ÜZÜLDÜM MÜ DİBİNE KADAR ÜZÜLÜRÜM

Üzüldüğünde müzikle kendini iyileştirmeye çalışan, mutluyken müziğin sesini açıp raks eden insanlarla dolu bir ülkede yaşıyoruz. Bu size nasıl nüfuz etti
?

Türkiye’nin genel ruh hali böyledir ya çok eğleniriz ya da çok üzülürüz. Bende bu ülkenin topraklarında yetişmiş bir genç olarak öyleyim. Eğlendiğim zaman dibine kadar eğlenir, üzüldüğüm zaman dibine kadar üzülürüm. Ve bu durum bizim şarkılarımıza yansıyor. Çünkü biz bu ruh halinde olduğumuz için şarkılar da bu şekilde yapılıyor ve karşı tarafa geçiyor. Miş Miş’te ve Prens ve Prenses’te çok net bir şekilde görebiliyoruz. Oynattık mı tam, ağlattık mı da tam ağlatıyoruz gibi bir durum söz konusu...

ŞU AN HAYAL ETTİĞİM YERDEYİM

Okuduğunuz bir kitapta ya da izlediğiniz bir filmde size değen bir cümle veya bir kelime bulduğunuzda hayatınıza nasıl işliyorsunuz?
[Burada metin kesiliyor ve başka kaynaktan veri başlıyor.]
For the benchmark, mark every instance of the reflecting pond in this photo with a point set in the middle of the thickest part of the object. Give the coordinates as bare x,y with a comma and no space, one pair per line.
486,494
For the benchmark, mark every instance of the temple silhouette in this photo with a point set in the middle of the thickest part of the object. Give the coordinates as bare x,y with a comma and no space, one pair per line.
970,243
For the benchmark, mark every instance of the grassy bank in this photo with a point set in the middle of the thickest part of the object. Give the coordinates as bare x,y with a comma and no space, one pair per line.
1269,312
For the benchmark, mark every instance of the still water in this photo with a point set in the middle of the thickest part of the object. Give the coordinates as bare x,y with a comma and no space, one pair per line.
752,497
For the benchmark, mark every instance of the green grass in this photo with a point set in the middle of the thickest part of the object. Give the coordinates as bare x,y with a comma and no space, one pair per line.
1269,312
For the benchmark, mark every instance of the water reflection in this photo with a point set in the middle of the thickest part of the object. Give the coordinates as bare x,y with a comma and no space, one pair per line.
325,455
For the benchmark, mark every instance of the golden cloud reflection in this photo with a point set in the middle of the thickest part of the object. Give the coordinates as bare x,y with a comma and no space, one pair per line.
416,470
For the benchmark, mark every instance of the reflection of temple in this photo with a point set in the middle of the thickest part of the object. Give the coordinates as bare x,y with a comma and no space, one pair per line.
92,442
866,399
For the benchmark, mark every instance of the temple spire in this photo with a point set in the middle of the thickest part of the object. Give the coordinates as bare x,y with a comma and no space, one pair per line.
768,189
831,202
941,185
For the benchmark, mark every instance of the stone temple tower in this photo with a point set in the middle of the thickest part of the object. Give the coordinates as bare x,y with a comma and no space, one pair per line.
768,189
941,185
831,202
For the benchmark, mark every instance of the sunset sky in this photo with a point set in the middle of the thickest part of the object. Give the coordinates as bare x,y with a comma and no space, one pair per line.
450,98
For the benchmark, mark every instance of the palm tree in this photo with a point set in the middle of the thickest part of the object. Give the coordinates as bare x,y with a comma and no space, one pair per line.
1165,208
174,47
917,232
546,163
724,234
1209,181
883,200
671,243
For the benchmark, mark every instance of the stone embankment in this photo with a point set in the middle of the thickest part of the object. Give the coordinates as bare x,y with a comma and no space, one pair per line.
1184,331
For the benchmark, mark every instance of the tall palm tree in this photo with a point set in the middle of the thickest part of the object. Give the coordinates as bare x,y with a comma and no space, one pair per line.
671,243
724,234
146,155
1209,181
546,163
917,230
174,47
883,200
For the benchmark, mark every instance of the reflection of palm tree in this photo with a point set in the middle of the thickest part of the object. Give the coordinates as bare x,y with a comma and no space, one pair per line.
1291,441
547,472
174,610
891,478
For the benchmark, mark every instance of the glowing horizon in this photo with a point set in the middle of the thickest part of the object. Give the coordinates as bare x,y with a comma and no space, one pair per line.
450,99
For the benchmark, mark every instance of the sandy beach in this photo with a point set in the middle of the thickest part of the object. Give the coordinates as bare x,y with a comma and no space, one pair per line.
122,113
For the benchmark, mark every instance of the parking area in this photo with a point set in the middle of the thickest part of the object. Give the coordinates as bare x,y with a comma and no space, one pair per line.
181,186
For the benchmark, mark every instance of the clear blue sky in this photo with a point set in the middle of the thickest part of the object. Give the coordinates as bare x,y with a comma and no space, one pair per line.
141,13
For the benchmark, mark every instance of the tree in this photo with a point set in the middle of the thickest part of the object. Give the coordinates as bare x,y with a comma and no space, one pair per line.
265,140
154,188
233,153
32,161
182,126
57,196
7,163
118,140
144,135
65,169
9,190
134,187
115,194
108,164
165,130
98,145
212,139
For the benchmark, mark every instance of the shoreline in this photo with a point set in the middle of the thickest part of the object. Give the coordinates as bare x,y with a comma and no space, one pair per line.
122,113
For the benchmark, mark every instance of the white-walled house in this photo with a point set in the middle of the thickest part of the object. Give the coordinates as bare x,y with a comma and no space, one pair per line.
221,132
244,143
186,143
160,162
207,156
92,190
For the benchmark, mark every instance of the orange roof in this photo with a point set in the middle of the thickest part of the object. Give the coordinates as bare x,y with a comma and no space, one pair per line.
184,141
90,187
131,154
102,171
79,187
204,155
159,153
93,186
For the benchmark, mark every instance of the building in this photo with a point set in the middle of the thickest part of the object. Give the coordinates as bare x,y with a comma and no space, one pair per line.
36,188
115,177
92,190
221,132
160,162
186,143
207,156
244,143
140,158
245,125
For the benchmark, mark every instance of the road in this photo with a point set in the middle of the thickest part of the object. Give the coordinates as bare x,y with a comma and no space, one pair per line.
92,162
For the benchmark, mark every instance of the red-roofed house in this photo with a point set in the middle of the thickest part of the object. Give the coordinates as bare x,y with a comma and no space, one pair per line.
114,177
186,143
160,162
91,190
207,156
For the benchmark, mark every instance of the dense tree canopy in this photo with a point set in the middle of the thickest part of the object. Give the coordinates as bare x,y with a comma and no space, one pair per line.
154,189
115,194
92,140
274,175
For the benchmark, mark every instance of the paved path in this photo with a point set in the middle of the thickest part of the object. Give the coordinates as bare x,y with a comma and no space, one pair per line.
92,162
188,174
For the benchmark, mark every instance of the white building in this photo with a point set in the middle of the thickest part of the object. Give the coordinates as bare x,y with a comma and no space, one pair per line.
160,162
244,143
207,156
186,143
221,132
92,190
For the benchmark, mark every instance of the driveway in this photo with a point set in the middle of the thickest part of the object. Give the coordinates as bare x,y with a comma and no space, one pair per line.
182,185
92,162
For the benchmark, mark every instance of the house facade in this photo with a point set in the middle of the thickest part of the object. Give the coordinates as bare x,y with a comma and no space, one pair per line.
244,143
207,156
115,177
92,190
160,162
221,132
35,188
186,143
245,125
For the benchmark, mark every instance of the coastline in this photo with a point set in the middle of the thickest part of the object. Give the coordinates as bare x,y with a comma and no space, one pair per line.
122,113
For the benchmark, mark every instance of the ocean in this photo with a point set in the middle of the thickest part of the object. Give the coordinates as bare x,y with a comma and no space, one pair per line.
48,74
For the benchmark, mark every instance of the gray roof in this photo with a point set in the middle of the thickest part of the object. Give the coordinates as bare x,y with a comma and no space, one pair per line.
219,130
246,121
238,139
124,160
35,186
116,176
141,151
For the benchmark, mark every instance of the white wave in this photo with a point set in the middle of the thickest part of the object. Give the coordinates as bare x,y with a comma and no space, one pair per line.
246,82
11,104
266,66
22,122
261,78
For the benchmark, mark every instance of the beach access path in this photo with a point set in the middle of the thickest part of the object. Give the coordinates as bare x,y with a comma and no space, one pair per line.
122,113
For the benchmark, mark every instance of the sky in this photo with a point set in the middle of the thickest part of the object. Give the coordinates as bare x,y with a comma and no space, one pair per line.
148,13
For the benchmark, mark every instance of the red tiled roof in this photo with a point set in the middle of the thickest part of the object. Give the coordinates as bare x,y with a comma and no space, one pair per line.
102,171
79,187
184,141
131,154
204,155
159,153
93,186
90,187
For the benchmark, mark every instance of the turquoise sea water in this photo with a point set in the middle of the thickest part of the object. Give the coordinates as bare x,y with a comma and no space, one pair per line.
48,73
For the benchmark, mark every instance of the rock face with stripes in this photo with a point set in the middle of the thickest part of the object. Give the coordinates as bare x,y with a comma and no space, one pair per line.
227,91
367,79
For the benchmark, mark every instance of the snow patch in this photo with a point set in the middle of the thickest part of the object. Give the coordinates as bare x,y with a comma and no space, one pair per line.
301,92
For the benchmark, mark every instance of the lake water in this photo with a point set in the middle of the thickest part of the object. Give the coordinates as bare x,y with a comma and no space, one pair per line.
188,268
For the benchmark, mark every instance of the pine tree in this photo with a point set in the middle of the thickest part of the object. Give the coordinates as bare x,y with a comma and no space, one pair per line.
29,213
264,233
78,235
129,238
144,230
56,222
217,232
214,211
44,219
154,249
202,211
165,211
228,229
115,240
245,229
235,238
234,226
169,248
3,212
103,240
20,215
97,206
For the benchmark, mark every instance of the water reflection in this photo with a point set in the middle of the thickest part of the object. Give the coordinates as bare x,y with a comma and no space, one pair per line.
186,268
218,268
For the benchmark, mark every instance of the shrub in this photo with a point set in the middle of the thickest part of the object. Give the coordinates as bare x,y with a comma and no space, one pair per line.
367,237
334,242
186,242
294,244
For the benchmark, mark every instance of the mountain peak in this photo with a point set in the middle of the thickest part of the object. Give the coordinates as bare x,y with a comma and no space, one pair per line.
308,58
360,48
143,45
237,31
Genelde bu şarkılara nüfuz ediyor. Söz yazarken çok etkileniyorum ve özellikle beste yaparken etrafımdan besleniyorum. Ancak tabii izlediğim bir filmden ya da dinlediğim bir müzikten çok fazla feyz alıp yeni şarkılar yapmışlığım var. Duygularımızla iş yaptığımız için büyük bir şekilde etkisi altında bırakıyor.

Peki, geçmişte hayalini kurduğunuz hayatı yaşıyor musunuz?

Gelecek benim hep üstüne koyarak yürüdüğüm, üstüne bir basamak daha çıktığım bir alan oluşturdu bana. Hayal ettiklerime geç de olsa kavuştum. Şu an hayal ettiğim yerdeyim.